Dave Armstrong (born May 10, 1957, in Detroit, Michigan) is a former American television sports announcer for professional and college sports. He spent nine years as the play-by-play announcer for two Major League Baseball teams (Kansas City Royals and Colorado Rockies), in the NFL he has worked with both the Seattle Seahawks and the Kansas City Chiefs broadcasting regular and pre-season games and also announced several games for the NBA's Denver Nuggets. He also broadcast Big 12 college basketball games for ESPN Regional Television and Big 12 Now and called games in this conference from 1988 up until his retirement in 2022. His signature “Wow!” is known as the exclamation mark on exceptional plays.

==Career==
Armstrong graduated with a B.A. in Broadcasting from John Brown University and began his career working in radio and television in the Midwest. He served as the program director for KKOY (AM)/FM in Chanute, KS before moving to KAYS-TV in Hays, KS then on to KSNW-TV in Wichita as the Sports Director. During his time with KSNW-TV, he began doing play-by-play for professional soccer and many collegiate sports. In 1988, Armstrong's sports broadcasting career took off when he joined Raycom Sports to do play-by-play for Big 8 (now the Big 12) college basketball. He eventually added nearly every college sport to his list of professional credits: Football, Baseball, Wrestling, Volleyball, Tennis and Track and Field. Armstrong also called the televised games on the Jayhawk Network for the Kansas Jayhawks from 1993 until 2022. He has done play-by-play for ESPN, Prime Network, Fox Sports and the American Sports Network calling games in the Big 12, the Big East, the Big Ten and the ACC.

His professional sports credentials included spending three seasons as the television voice of Major League Baseball's Kansas City Royals (1993–1995) followed by six seasons with the Colorado Rockies (1996–2001). In addition, Armstrong did play-by-play in the NFL with the Seattle Seahawks in 1992 and the Kansas City Chiefs in 2009, as well as in the NBA, when he was a fill-in announcer during the 1996 - 2001 seasons with the Denver Nuggets. Armstrong is a member of the National Sportscasters and Sportswriters Association.
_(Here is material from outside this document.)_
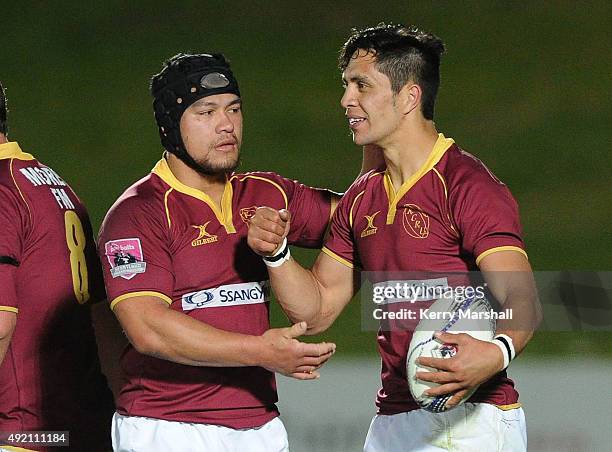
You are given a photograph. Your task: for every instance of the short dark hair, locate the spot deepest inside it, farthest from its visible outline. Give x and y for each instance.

Armstrong retired from broadcasting on November 28, 2022; the last event he called was an 87–55 victory by Kansas over Texas Southern in men's college basketball.

==Other work==
In addition to his sports announcing work, Armstrong is also an author and speaker. His book, “Driving From Here to Wow: Looking at Life Through the Windshield” (2008), is an inspirational and humorous account of many of his life experiences – both personal and professional. Armstrong also frequently emcees for corporate and charitable events throughout the country, speaks at youth sports camps, does commercial voice work for documentaries and provides the voice for promotional videos developed for corporations and trade associations.

== Legal issues ==

In 2013, Armstrong was charged with assault after getting into a fight at Fred Arbanas Golf Course.